While the factors aren’t positive for the broad economy, it’s likely that investors would continue to buy quality large-capitalization stocks for their portfolios in a low interest rate environment.
Economic Disruption and the Omicron Variant
Although the economy appears to know how to deal with pandemic disruption, Omicron could create greater disruptions than before. Public health officials around the world say it’s too soon to tell whether Omicron is more than a variant of concern (VOC). If vaccines aren’t as effective against Omicron, businesses are likely to keep more workers at home. Shoppers are most likely to continue their shopping online.
State of the U.S. Economy
Omicron may be a mere economic setback if the government decides it’s in the country’s best interests to keep the economy open.
Massive government borrowing is intended to keep money flowing in the U.S. markets but, at some point, the government must acknowledge it can’t keep financially stressed workers and families afloat. More families face food insecurity now than at the start of the pandemic. Food prices are rising. People must go back to work to offset these factors.
Cheap borrowing costs continue to fuel the housing market. Labor and materials shortages are driving wages and housing prices. Home supplies remain low. Because interest rates and savings rates remain at historically low levels, inflation continues to rise, investors are reasonably certain to keep their money in the stock market.
What Would Wreck the Market?
The current long-lived bull market for stocks is likely to continue if interest rates remain low. It’s in the government’s best interests to maintain a low-interest-rate environment: businesses, individuals, and the government’s ability to service its outstanding debt are at stake.

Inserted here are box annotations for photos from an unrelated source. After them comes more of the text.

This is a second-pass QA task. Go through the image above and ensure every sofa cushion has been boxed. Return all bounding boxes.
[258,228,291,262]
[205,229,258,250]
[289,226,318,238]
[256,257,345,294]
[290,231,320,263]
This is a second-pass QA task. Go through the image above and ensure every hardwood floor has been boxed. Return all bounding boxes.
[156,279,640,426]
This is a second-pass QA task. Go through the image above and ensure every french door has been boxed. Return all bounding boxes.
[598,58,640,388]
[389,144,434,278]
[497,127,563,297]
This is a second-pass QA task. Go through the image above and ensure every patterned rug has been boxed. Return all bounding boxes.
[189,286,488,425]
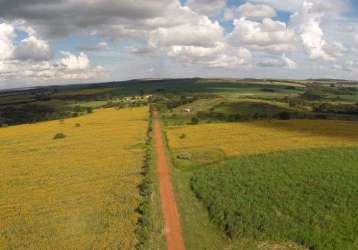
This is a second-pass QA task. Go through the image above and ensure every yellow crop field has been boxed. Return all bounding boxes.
[167,120,358,156]
[0,108,148,249]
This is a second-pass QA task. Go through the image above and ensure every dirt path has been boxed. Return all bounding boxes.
[153,111,185,250]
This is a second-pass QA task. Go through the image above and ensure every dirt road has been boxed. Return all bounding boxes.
[153,111,185,250]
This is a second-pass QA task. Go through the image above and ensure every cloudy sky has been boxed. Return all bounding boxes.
[0,0,358,88]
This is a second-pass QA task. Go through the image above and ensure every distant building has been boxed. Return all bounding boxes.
[183,108,191,113]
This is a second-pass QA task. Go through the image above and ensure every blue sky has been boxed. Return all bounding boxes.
[0,0,358,88]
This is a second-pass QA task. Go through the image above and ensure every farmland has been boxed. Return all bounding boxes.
[191,148,358,250]
[0,78,358,250]
[167,120,358,162]
[0,107,148,249]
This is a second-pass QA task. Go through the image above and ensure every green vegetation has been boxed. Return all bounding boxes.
[53,133,66,140]
[191,148,358,250]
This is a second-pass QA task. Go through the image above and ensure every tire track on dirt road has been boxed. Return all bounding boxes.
[153,111,185,250]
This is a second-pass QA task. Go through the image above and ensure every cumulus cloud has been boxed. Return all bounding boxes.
[0,23,15,62]
[238,3,276,19]
[0,23,107,81]
[187,0,226,16]
[149,16,224,47]
[229,17,296,53]
[14,35,51,61]
[249,0,349,13]
[291,0,344,60]
[77,42,109,51]
[168,43,252,68]
[257,54,297,69]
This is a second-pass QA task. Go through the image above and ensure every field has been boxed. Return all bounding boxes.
[191,148,358,250]
[166,120,358,250]
[167,120,358,160]
[0,108,148,249]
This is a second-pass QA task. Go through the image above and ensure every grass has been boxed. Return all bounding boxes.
[167,120,358,158]
[191,148,358,250]
[0,108,148,249]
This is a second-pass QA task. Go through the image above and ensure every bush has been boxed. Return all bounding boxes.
[177,152,191,161]
[87,107,93,114]
[191,116,199,125]
[53,133,66,140]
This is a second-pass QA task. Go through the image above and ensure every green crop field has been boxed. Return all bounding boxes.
[191,148,358,250]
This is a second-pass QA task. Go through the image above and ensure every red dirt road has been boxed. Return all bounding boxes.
[153,111,185,250]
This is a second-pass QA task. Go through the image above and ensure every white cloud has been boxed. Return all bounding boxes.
[291,0,344,60]
[0,23,107,82]
[353,34,358,47]
[237,3,276,19]
[14,35,51,61]
[149,16,224,48]
[257,54,297,69]
[229,17,296,53]
[187,0,226,16]
[59,51,90,71]
[168,42,251,68]
[0,23,15,59]
[282,54,297,69]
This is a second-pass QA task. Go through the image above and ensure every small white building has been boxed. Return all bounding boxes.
[183,108,191,113]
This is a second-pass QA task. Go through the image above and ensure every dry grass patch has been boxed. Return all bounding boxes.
[0,108,148,249]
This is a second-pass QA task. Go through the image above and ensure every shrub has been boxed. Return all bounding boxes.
[87,107,93,114]
[177,152,191,161]
[191,116,199,125]
[53,133,66,140]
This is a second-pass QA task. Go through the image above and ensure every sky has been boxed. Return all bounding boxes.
[0,0,358,89]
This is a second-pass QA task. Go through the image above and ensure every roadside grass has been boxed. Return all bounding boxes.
[167,120,358,160]
[0,108,148,249]
[191,148,358,250]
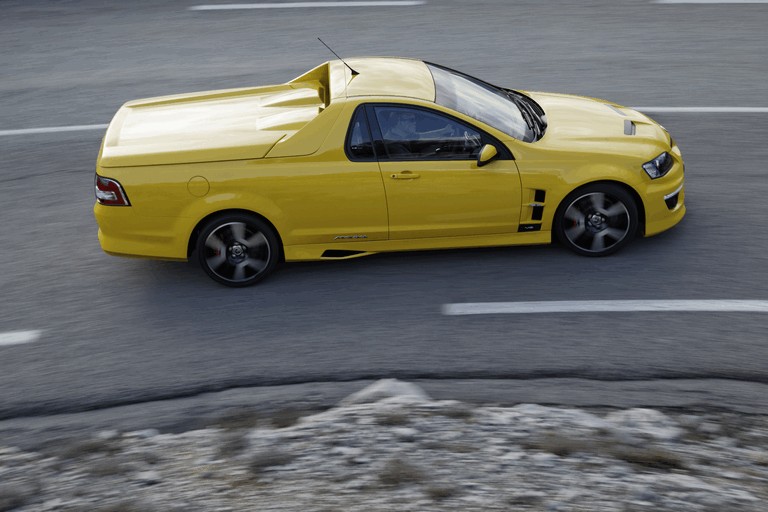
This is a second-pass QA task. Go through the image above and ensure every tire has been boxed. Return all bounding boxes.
[197,213,280,287]
[554,183,639,256]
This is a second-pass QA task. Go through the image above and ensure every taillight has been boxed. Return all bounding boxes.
[94,174,131,206]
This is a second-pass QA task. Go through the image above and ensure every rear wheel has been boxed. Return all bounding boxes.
[197,213,280,287]
[554,183,638,256]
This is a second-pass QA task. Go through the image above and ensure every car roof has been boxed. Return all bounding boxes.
[289,57,435,102]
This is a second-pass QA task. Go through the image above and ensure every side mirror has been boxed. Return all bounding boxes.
[477,144,499,167]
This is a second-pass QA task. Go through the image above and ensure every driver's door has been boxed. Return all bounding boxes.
[369,104,521,240]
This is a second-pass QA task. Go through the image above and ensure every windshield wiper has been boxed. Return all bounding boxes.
[502,89,542,142]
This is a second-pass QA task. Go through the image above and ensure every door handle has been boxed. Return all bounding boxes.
[389,171,419,180]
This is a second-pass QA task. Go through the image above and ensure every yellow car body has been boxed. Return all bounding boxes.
[94,58,685,285]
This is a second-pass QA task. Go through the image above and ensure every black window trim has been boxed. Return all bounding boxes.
[344,104,379,162]
[364,101,515,162]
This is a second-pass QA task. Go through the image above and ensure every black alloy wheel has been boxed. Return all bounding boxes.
[197,213,280,287]
[554,183,638,256]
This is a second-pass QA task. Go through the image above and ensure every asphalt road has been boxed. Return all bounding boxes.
[0,0,768,434]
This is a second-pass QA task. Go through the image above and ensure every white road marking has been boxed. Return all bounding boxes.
[189,0,427,11]
[0,124,109,137]
[0,106,768,137]
[443,300,768,316]
[632,107,768,114]
[0,331,42,347]
[655,0,768,4]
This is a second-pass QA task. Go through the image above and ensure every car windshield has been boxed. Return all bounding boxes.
[427,64,536,142]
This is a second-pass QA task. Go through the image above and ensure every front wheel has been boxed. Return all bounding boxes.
[197,214,280,287]
[554,183,638,256]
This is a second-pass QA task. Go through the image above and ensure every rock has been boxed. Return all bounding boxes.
[605,409,683,441]
[134,470,160,485]
[340,379,430,406]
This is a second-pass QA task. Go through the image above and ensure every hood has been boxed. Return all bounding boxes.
[526,92,670,156]
[99,83,325,167]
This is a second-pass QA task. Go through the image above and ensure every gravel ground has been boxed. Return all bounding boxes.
[0,380,768,512]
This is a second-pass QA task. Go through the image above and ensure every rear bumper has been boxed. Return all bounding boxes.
[93,203,187,261]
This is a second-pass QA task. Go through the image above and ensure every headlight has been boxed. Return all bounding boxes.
[643,151,674,180]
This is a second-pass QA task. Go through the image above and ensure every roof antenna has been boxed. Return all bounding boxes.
[317,37,360,76]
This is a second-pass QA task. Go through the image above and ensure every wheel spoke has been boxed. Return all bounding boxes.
[205,233,227,254]
[565,207,584,222]
[565,223,585,242]
[205,249,227,269]
[230,222,247,245]
[601,202,627,218]
[249,258,267,272]
[590,231,605,252]
[232,260,248,281]
[601,228,627,242]
[589,192,605,213]
[245,231,267,249]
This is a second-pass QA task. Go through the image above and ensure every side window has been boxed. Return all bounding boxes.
[346,107,376,160]
[374,106,483,160]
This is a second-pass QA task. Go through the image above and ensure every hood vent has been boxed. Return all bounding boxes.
[603,103,627,117]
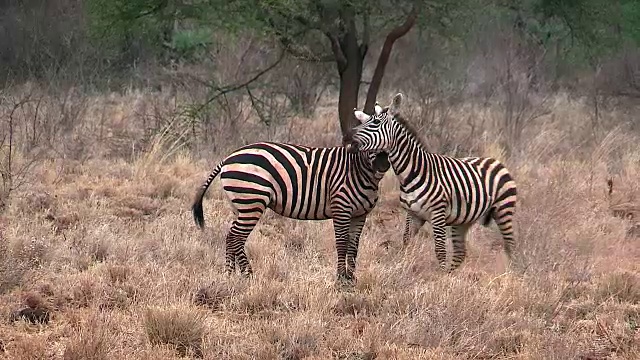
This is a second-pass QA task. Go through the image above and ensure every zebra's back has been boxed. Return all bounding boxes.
[220,142,346,220]
[439,156,516,225]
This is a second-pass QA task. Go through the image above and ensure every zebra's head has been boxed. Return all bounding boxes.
[348,93,402,153]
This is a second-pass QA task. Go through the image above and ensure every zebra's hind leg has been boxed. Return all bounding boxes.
[402,210,425,247]
[226,209,264,276]
[494,211,518,268]
[346,215,367,282]
[333,215,352,283]
[431,210,448,272]
[449,224,471,272]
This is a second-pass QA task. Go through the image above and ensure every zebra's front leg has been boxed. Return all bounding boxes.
[449,224,471,271]
[431,211,448,271]
[333,216,351,281]
[402,210,426,247]
[346,215,367,282]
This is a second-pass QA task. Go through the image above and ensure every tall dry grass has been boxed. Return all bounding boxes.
[0,86,640,359]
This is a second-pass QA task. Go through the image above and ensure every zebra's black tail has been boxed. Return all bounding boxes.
[482,207,495,226]
[191,162,223,229]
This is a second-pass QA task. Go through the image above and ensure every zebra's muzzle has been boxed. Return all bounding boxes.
[347,141,360,154]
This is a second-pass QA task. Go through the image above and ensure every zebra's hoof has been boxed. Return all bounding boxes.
[336,275,356,288]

A default on the U.S. debt would have serious negative effects on the economy and financial markets. Economists predict that the value of the U.S. dollar would fall in response to the government’s default on debt payments.
Rising interest rates could wreck the economy. In past decades, sharply rising interest rates caused lower stock and real estate prices as investors used funds to buy fixed interest investments like bonds and certificates of deposit.